I attended the Creative Networks talk at Leeds College of Art on Thursday http://creativenetworkswestyorkshire.co.uk/ by artist Sue Lawty. I have met Sue a few times before and she is such an inspiring woman with her work, her approach to work and her calmness and willingness to share ideas and thoughts.  The aim of the talk was to present her World Beach Project which is in collaboration with the V&A, a virtual exhibition housed within a National Museum. http://www.vam.ac.uk/collections/textiles/lawty/world_beach/map_gallery/index.php?section=1

The blog "Concealed, Discovered, Revealed" documents Sue's work with the V&A from her first commissioned exhibition work to the World Beach work

http://www.vam.ac.uk/vastatic/microsites/1395_lawty/wordpress/?m=200507
"In the studio I like to be free to work intuitively - feeling my way inch by inch - making decisions based on what has been laid down previously. It’s very much a two way process - a dialogue between the artist and the work.
This apparent spontaneity is based upon years of experience and research - drawing, written and visual notes, photography, sampling, making and just looking - trying to develop a critical understanding of what it is I’m doing.
My work is abstract. It is informed by the land - most particularly by rock for it’s embodiement of time and structure. And it is informed through the study of textile - looking at qualities of texture, material, rhythm and most importantly - structure.
I am passionate about both. Both inform each other. Another dialogue.
My work in room 101 at the V&A is merely a point thirty years into a journey of discovery - destination unknown."

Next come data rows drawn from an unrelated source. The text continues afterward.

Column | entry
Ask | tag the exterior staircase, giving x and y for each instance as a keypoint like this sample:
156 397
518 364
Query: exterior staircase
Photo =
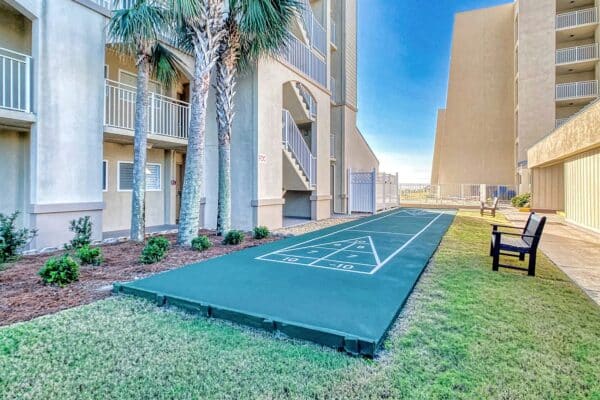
302 171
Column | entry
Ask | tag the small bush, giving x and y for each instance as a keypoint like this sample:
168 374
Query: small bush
201 243
234 237
90 255
161 242
82 228
11 238
60 271
261 232
155 250
522 200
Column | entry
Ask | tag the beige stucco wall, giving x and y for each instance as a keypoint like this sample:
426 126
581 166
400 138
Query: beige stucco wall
582 189
14 168
438 146
537 72
360 156
479 138
547 187
117 211
579 134
15 30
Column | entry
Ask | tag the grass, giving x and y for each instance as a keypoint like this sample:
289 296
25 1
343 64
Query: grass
467 333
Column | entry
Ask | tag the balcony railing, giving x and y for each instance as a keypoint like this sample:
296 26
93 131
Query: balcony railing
294 142
333 33
332 146
316 33
166 116
300 56
15 80
577 54
576 90
577 18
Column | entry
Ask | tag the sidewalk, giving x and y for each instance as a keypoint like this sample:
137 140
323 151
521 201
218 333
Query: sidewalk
574 250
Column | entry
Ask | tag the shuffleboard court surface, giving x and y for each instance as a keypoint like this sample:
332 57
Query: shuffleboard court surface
342 286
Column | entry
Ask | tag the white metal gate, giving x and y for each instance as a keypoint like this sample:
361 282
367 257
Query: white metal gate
371 192
362 195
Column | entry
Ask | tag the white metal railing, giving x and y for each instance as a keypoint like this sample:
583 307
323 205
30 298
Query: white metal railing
560 122
577 54
333 88
294 142
317 35
15 80
332 146
166 116
300 56
454 194
333 32
575 90
308 99
576 18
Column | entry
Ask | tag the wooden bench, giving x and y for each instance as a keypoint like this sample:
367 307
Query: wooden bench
492 209
517 245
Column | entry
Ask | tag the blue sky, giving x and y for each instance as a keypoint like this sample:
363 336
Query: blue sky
404 53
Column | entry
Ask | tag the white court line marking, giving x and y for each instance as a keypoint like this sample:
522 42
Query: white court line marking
394 254
383 233
374 251
335 232
318 266
332 254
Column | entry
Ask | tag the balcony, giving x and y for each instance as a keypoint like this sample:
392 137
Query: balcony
304 59
577 91
571 55
167 117
577 18
15 81
317 35
332 147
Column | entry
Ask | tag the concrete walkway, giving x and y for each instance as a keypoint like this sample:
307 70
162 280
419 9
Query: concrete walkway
574 250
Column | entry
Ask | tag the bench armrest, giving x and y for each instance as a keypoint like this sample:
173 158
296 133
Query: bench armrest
507 226
498 233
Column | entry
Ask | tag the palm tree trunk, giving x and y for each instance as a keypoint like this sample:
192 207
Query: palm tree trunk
189 217
225 85
138 198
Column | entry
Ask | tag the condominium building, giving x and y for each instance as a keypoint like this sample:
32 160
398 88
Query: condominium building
67 100
518 73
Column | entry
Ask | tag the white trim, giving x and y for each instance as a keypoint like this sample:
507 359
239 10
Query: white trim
160 169
105 177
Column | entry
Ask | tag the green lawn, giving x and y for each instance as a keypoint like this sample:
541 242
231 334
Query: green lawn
466 333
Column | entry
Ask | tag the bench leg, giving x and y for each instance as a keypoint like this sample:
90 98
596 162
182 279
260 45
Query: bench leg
532 260
496 259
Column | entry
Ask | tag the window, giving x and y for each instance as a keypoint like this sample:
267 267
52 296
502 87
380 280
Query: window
104 176
153 177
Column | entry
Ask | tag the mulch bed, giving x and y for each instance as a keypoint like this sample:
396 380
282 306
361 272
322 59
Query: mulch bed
23 296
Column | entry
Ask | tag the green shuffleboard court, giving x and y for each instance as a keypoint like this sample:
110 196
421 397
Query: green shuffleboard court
341 287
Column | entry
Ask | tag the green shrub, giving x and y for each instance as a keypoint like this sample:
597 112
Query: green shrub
160 241
90 255
11 238
60 271
155 250
234 237
201 243
521 200
82 228
261 232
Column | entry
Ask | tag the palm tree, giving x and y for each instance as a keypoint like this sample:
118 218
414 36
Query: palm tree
253 29
135 32
199 29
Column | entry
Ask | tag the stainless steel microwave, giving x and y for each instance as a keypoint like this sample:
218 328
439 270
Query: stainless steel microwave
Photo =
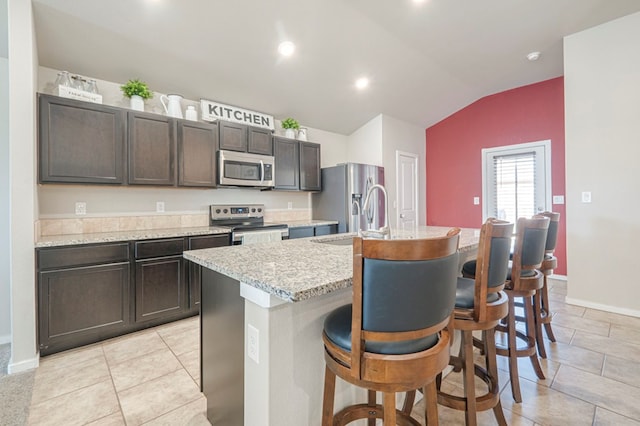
244 169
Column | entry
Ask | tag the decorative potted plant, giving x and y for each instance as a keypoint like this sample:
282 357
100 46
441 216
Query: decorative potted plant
290 126
137 91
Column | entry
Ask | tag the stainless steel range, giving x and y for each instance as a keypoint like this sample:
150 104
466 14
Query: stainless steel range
242 219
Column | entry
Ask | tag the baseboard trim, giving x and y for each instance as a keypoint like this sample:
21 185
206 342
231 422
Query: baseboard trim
558 277
601 307
19 367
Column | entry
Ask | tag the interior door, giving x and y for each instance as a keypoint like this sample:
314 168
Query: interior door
407 190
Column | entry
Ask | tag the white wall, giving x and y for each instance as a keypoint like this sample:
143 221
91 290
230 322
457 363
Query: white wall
398 135
602 124
58 201
5 289
365 144
22 84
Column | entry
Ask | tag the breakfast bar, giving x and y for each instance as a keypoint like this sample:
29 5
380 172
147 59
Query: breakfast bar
262 313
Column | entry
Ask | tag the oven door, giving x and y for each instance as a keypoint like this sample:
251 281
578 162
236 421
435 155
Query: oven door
243 169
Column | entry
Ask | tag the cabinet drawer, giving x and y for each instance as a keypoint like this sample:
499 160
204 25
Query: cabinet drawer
197 243
49 258
159 248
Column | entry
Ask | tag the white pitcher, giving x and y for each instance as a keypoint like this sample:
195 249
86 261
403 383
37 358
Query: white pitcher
172 106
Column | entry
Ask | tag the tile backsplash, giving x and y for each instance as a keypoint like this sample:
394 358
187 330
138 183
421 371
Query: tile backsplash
88 225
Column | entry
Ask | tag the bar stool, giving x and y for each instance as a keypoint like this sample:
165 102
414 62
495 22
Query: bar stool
525 280
480 305
393 337
549 263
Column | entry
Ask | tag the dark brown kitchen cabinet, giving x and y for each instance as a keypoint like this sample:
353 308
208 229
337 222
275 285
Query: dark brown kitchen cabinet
152 149
310 167
195 270
287 163
197 144
297 165
159 279
83 295
80 142
239 137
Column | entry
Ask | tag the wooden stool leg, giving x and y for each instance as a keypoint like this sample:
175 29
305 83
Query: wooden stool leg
513 356
371 402
537 312
466 349
492 369
389 401
531 335
544 301
329 393
431 404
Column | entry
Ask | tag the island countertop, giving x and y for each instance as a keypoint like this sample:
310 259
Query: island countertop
300 269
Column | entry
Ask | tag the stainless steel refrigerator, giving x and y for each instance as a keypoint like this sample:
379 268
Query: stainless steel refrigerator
344 188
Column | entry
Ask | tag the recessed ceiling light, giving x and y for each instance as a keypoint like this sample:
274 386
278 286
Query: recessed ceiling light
362 83
533 56
286 48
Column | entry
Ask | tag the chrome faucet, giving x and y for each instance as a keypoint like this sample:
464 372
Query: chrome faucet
385 231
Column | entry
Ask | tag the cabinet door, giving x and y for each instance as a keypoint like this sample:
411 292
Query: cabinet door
310 167
195 270
80 142
286 168
152 149
77 306
197 154
233 136
160 288
260 141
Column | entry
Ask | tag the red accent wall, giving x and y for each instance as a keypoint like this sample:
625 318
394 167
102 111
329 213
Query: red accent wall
454 160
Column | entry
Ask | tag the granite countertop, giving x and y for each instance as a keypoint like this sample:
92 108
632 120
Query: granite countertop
145 234
312 222
299 269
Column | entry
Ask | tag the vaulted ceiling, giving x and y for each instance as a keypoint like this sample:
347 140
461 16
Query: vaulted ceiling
424 61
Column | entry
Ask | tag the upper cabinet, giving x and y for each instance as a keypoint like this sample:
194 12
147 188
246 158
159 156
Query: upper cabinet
239 137
80 142
152 149
297 165
197 154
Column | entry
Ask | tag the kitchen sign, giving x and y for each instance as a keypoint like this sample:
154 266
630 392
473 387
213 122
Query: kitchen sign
214 111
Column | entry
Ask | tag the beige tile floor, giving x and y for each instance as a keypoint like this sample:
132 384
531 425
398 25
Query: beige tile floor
152 377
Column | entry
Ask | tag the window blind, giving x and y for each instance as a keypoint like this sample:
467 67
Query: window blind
515 186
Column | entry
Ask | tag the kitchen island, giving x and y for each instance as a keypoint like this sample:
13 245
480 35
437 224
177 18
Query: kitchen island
262 314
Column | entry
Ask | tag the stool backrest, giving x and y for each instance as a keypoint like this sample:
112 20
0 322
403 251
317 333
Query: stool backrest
403 290
492 263
552 235
529 250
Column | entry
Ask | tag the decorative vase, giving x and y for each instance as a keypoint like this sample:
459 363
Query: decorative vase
137 103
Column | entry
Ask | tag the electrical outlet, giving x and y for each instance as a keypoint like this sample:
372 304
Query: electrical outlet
81 208
253 343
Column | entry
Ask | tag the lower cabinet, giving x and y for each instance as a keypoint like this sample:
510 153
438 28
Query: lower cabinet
311 231
88 293
79 301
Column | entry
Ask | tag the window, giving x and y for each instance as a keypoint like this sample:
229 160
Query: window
516 180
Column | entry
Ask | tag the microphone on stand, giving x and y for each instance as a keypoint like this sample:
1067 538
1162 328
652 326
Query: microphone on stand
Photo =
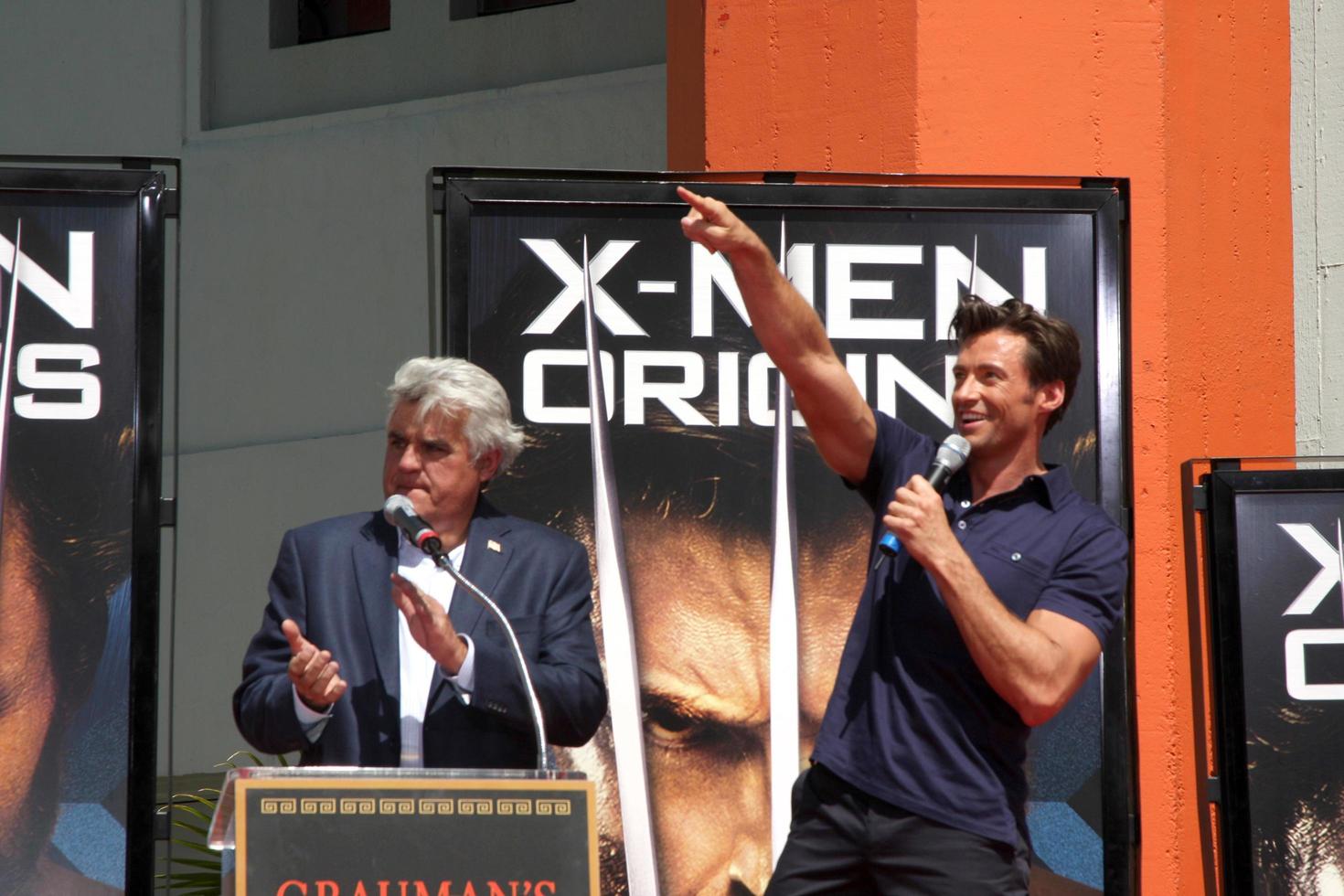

I had heard of the project  when doing a workshop with Sue at Bankfield Museum so up loaded my own images of Agsie drawing with stones on Tralee beach, Argyll.


The Victoria and Albert Museum site is brilliant in the way it shows the possibilities of a virtual gallery and how to engage a wide audience to contribute and share the possibilities of creativity and drawing with and within nature. So if you happen to be on a beach add another mark to the Victoria and Albert map.